Soneri Bank Limited has disclosed substantial tax contingencies in its 2025 annual report submitted to the Pakistan Stock Exchange (PSX), outlining a series of ongoing disputes with the Federal Board of Revenue (FBR) that could expose the bank to potential liabilities amounting to billions of rupees. The detailed disclosures highlight the scale of tax litigation faced by the banking sector and reflect the growing regulatory complexities shaping financial reporting in Pakistan.
According to the annual report, Soneri Bank has filed income tax returns up to tax year 2024. However, amended assessments issued by tax authorities for multiple years have resulted in additional tax demands. While the bank has complied with legal requirements by making certain payments, it has simultaneously pursued legal remedies by filing appeals before relevant appellate forums to challenge the assessments.
The report notes that assessments for tax years 2003 to 2010 have already been adjudicated at the Lahore High Court level. Petitions concerning tax years 2003 to 2005 and 2008 to 2010 are currently pending before the Supreme Court of Pakistan. In the event of unfavorable rulings, the bank could face additional liabilities totaling Rs. 277.12 million. Further matters, including tax references for tax years 2011 and 2012, carry a potential exposure of Rs. 639.57 million, while pending assessments for tax year 2001 may result in an additional Rs. 1.225 million.
For more recent years, assessments from tax years 2013 to 2021 have been addressed at the Commissioner Inland Revenue (Appeals) level. These ongoing appeals represent a significant potential financial impact, with additional liabilities estimated at Rs. 6,493.68 million if decisions do not favor the bank. Separate appeals relating to tax years 2014, 2015, 2016, 2018, 2019, and 2024 could result in liabilities ranging from Rs. 16.63 million to Rs. 7,308.32 million depending on the outcomes.
A key area of contention outlined in the report is the windfall tax imposed under Section 99D of the Income Tax Ordinance, 2001, following the Finance Act 2023. The FBR issued a recovery notice amounting to Rs. 1,021.891 million in relation to foreign exchange income. Soneri Bank has paid the demanded amount under protest while challenging the legality of the relevant SRO through a constitutional petition filed before the Lahore High Court. The outcome of this case is expected to have implications not only for the bank but potentially for the broader financial sector.
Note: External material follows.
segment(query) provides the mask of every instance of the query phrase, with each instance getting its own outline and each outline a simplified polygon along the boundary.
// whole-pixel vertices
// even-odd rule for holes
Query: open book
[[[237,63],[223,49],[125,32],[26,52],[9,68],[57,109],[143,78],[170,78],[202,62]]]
The annual report also references penalties totaling Rs. 30 million and Rs. 0.06 million imposed on bank staff under Sections 182 and 140 of the Income Tax Ordinance. These penalties are currently under appeal. Despite the scale and duration of the disputes, Soneri Bank’s management has expressed confidence that the majority of these matters will ultimately be resolved in its favor, potentially reducing or eliminating additional tax exposure.
The disclosures provide insight into the legal and regulatory challenges confronting financial institutions in Pakistan, particularly as evolving tax interpretations and enforcement measures intersect with financial sector operations. For investors and market observers, the case underscores how tax litigation and regulatory scrutiny continue to shape balance sheet risk, capital planning and corporate governance across the banking industry.